Gereift, entspannt und ausgewogen
Seit ihrem WM-Titel am Schwebebalken steht die Saarländerin Pauline Schäfer im Fokus der turninteressierten Öffentlichkeit. Die 21-Jährige hat in den vergangenen zwölf Monaten viel erlebt – und wirkt erwachsen geworden.
CHEMNITZ Das Turnen auf dem Schwebebalken ist ein steter Balanceakt. Um ihn zu meistern, gilt es, das richtige Gleichgewicht zwischen Wagnis und Sicherheit zu finden. Pauline Schäfer hat schon früh ein gutes Gefühl dafür entwickelt. Noch bevor vor ein paar Jahren die kanadische Spezialistin Carol Ann Orchard engagiert wurde, um den deutschen Gerätkünstlerinnen den zu großen Respekt vor dem nur zehn Zentimeter breiten und fünf Meter langen Kantholz zu nehmen, hat die gebürtige Saarländerin es lieben gelernt. Geschmeidig wie eine Katze bewegt sie sich auf dem schmalen Grat und weiß das Spiel mit den Kräften für sich zu nutzen.
Ihre besonderen Fähigkeiten, gepaart mit der Zielstrebigkeit und dem Ehrgeiz, die ein Bewegungstalent erst zur Ausnahmeathletin machen, haben das Leben der Bierbacherin immer wieder gravierend verändert. Der Umzug der heute 21-Jährigen vor sechs Jahren nach Chemnitz, wo sie unter Trainerin Gabi Frehse zur Topsportlerin reifte, stellte einen entscheidenden Einschnitt dar. Aber was vor neun Monaten in Montréal passierte, hat noch einmal alles gründlich auf den Kopf gestellt. Als erste deutsche Weltmeisterin am ehemaligen Zittergerät nach 36 Jahren war Schäfer plötzlich einer breiten Öffentlichkeit bekannt, wurde ins „Aktuelle Sportstudio“und andere Fernsehshows geladen und belegte bei der bundesweiten Wahl zur „Sportlerin des Jahres“den zweiten Platz.
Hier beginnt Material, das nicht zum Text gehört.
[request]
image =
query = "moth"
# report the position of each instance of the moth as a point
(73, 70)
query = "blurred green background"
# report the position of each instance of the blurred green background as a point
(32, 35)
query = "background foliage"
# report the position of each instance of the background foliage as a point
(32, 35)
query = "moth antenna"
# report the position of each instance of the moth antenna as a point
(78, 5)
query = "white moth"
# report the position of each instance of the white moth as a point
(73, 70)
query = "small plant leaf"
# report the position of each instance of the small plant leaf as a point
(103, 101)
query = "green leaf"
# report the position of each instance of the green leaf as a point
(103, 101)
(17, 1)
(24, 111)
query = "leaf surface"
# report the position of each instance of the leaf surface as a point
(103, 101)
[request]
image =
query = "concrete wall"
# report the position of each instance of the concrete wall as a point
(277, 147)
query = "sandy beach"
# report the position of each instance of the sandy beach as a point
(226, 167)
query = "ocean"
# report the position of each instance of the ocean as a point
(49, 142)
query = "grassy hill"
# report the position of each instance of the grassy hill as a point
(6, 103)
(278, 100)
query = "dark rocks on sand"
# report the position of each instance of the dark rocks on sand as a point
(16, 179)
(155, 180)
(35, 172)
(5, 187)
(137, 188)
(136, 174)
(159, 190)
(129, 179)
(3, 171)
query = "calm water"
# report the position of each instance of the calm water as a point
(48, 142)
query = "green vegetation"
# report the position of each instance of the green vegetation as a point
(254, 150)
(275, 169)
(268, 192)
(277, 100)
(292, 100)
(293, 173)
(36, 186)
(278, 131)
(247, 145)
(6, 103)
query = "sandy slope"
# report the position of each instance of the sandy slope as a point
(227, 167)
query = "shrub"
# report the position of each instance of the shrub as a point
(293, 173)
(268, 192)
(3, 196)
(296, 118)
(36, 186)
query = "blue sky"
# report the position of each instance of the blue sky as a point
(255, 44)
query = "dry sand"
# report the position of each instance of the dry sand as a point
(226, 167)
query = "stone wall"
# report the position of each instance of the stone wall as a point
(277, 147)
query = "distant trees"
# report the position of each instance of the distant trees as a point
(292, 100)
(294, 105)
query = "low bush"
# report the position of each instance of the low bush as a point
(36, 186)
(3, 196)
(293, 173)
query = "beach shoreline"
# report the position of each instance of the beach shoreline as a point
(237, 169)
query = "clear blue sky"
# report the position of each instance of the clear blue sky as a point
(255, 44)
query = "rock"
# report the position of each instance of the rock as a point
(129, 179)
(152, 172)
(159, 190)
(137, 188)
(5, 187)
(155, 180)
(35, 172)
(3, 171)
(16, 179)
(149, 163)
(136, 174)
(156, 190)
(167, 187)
Plötzlich sah sich die eher introvertierte junge Frau einer ganz neuen Herausforderung gegenüber. Die gestiegene Nachfrage musste mit dem sowieso schon eng getakteten Alltag einer täglich zweimal trainierenden und dabei Kopf und Körper stark strapazierenden Bewegungskünstlerin in Einklang gebracht werden. Doch selbst hierbei scheint Schäfer den besten Weg für sich gefunden zu haben. Monatelang klinkte sie sich aus dem Wettkampfgeschehen aus, um sich den neuen Verpflichtungen zu widmen. Gleichzeitig schmiedete sie in der Halle an weiteren Schwierigkeiten, die ihre Vorträge aufwerten. Nicht nur am Balken, wo sie den Ausgangswert ihrer Übung noch einmal um wenige Zehntelpunkte steigerte, sondern auch an ihrem bisher schwächsten Gerät, dem Stufenbarren, wo ihr andere aus dem eigenen Nationalteam voraus sind. „Die Pause hat mir ziemlich gut getan“, resümiert Schäfer. „So hatte ich weniger Stress und konnte alles langsam angehen.“Auch die Abendschule, in der sie parallel zu ihrer sportlichen Karriere das Abitur anstrebt.
Pünktlich zu den Qualifikationswettkämpfen für die am heutigen Donnerstag beginnenden und in ein neues Multisport-Event eingebetteten Europameisterschaften in Glasgow meldete sie sich zurück und gewann gleich den ersten Vergleich mit der internen Konkurrenz. Bundestrainerin Ulla Koch verbuchte das mit Erleichterung. Mit der WM-Dritten Tabea Alt, der Olympia-Bronzemedaillengewinnerin Sophie Scheder und der deutschen Mehrkampfmeisterin Elisabeth Seitz fehlen der Bergisch-Gladbacherin gesundheitsbedingt gleich drei ihrer Spitzenkräfte im Team. Die merklich gereifte Schäfer kehrt damit, gemeinsam mit der routinierten Stuttgarterin Kim Bui, als Leitfigur für die Jüngeren, die Kölnerin Sarah Voss und die Karlsruherinnen Leah Grießer und Emma Höfele, dorthin zurück, wo sie bei den Weltmeisterschaften 2015 als Dritte am Balken ihre erste internationale Medaille holte.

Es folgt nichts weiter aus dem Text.